Having spent so much energy getting ready, it’s terrific that the best way to celebrate it is also the easiest: apéro dînatoire, the French meal that’s part living room picnic, part cocktail party — and the perfect TV dinner. It’s the least stressful meal with a French name that I can think of, and it’s fun for everyone, including the host. It’s what my Paris pals will be making as they watch the Games — and what I’ll be making 3,500 miles away in my corner of Connecticut.
Apéro dînatoire is more about shopping than cooking, about buying good things and arranging them on platters. Simply. Forget Instagram-worthy boards — you want food that’s easy to reach for when you’re marveling at Simone Biles’ moves. You don’t have to set the table, you don’t have to serve, and you don’t have to be in the kitchen for long spells because no one expects anything hot or homemade, even if I always make a few dishes. Can’t help myself.
For a medal-worthy Olympic-watch party, keep to Parisian tradition for the first round of nibbles — cherry tomatoes, olives, nuts, cold radishes in a bowl with soft butter and sea salt, deviled eggs, a nod to France’s beloved oeufs mayo. To my own, I’ll add gougères, my make-ahead house specialty. Then there should be plates of charcuterie and cheese with pickles and mustards and lots of bread and crackers. They serve as the “main course” in a meal without real courses.
I’ll also clear a place for one of my favorite dishes: salmon rillettes, the fish version of the spread normally made by cooking pork, duck or goose in its own fat. My rillettes — so much lighter and so pretty — are a mixture of quickly cooked salmon (you can use frozen) and chopped smoked salmon. Mashed with a little mayonnaise and butter, sharpened with mustard, lemon and capers and finished with herbs — I like dill and, unusually, cilantro — they get made a day or two in advance and stowed in the fridge. The dish really only needs rounds of baguette or bagel chips, but I’ll also put out cucumbers and pickled beets, for color and crunch.
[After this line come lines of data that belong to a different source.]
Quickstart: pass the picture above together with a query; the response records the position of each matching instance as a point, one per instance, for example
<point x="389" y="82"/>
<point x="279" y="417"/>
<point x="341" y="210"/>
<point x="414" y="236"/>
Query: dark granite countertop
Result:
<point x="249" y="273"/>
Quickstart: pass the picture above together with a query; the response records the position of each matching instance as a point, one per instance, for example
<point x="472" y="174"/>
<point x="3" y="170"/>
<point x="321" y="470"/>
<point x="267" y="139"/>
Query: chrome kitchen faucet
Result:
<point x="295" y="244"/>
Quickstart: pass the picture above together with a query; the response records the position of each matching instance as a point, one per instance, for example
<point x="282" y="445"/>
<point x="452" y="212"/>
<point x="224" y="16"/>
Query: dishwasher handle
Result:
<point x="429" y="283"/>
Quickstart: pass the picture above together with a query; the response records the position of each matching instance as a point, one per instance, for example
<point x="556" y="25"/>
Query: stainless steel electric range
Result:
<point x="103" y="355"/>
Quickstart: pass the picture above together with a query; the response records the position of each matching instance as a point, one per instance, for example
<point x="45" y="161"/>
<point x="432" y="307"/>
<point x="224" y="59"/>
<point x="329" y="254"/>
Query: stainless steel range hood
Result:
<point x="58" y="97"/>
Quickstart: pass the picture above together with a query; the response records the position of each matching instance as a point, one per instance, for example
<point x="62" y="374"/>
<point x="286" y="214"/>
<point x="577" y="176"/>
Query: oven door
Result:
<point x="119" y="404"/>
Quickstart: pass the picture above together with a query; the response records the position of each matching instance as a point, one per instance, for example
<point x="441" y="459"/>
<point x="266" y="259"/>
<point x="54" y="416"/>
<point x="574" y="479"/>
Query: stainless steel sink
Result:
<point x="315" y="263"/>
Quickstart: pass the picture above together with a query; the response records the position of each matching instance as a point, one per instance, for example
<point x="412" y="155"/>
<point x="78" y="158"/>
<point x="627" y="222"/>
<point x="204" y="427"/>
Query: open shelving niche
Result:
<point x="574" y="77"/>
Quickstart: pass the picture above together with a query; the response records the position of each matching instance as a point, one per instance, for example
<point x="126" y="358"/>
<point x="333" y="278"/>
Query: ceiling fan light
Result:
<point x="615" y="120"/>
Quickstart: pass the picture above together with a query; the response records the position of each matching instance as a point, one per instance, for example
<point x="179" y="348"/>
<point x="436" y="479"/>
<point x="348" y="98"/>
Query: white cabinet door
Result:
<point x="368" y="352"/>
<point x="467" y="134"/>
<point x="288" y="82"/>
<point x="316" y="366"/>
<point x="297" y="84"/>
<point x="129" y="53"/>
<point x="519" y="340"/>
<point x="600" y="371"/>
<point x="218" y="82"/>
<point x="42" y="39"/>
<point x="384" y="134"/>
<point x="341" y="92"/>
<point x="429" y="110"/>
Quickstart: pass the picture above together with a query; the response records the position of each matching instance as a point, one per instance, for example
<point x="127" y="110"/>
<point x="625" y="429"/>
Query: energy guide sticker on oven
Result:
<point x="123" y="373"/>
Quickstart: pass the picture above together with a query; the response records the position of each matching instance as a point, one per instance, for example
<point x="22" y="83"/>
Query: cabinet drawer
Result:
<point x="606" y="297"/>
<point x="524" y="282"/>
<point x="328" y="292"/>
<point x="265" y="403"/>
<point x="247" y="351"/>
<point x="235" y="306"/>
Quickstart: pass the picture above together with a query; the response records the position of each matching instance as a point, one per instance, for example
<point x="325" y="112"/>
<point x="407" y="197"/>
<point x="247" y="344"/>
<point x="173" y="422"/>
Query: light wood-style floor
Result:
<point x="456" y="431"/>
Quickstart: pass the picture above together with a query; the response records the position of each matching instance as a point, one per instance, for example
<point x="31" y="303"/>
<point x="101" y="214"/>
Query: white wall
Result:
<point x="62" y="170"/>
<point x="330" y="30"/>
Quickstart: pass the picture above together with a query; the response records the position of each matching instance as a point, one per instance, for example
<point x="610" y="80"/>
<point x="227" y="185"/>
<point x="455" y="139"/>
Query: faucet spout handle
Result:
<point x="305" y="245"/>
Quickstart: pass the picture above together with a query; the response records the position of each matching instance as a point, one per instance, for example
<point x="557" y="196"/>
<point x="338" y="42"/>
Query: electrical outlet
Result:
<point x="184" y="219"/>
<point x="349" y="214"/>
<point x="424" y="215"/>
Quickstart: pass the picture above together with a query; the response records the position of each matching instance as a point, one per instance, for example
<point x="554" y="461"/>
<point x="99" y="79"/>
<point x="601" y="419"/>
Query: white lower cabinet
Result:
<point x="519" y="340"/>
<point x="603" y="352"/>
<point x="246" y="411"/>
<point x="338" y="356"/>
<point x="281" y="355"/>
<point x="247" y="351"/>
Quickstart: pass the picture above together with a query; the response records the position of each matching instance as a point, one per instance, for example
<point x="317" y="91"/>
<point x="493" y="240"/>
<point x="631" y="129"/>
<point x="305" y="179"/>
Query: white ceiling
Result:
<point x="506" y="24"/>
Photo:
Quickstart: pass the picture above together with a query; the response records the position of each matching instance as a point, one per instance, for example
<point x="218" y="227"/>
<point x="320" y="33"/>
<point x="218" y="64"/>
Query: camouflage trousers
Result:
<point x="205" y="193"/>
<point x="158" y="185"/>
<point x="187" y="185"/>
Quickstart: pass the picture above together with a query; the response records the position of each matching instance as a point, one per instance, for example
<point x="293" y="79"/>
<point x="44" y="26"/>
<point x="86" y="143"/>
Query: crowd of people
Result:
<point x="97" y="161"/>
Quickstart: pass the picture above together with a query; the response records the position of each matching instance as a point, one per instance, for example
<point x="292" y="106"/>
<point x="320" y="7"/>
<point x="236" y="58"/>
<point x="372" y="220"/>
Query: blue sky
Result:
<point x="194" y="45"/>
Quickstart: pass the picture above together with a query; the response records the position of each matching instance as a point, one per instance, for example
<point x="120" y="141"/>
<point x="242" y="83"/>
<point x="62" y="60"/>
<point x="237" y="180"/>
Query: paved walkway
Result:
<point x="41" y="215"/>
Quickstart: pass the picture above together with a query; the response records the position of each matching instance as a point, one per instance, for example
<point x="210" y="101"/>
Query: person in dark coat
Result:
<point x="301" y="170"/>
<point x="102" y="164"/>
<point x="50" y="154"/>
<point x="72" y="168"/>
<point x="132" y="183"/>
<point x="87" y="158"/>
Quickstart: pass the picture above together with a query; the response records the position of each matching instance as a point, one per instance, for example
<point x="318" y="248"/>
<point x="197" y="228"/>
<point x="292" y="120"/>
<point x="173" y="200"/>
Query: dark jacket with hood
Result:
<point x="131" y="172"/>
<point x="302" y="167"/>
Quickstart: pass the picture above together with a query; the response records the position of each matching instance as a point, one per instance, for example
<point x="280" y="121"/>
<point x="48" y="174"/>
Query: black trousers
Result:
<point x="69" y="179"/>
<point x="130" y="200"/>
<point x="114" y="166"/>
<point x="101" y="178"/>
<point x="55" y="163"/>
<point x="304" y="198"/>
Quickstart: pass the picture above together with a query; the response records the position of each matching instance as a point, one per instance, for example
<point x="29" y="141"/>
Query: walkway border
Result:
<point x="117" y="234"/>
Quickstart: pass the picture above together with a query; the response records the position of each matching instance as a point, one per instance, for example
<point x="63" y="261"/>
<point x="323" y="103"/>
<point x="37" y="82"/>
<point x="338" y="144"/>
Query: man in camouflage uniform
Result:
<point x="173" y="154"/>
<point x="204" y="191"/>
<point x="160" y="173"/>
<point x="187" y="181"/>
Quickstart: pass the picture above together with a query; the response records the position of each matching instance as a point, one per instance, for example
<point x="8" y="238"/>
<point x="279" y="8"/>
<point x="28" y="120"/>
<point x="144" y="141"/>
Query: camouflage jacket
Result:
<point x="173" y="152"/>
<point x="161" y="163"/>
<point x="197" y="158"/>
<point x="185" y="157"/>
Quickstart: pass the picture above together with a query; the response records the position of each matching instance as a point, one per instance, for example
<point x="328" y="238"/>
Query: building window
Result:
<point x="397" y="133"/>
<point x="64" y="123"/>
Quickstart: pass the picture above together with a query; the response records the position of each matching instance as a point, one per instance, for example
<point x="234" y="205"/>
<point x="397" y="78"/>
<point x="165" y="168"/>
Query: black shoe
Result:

For dessert: cookies and ice cream — cherry, vanilla and blueberry, red, white and blue, conveniently the colors of both the French and American flags. I thought about homemade hot fudge sauce, but between the gougères and rillettes, I’ll have broken the no-cook rules of the game twice. I wonder if the judges would mind?
Honey Mustard Salmon Rillettes
Serves 6.
Salmon rillettes are the perfect party food for several reasons: They come together quickly and are easily made ahead, best served chilled and happy to be tinkered with. While classic French rillettes are prepared by cooking pork, duck or goose in its own fat for hours and hours until the meat is so soft that it’s spreadable, these rillettes wink at tradition. They’re adapted from the version in “Everyday Dorie: The Way I Cook” (Harvest, 2018) and include a mix of fresh and smoked salmon that is mashed with mayo and a bit of butter, then brightened with mustard and capers. The fact that they sound fancy only makes them more fun to serve super casually with bread and bagel or potato chips. From Dorie Greenspan.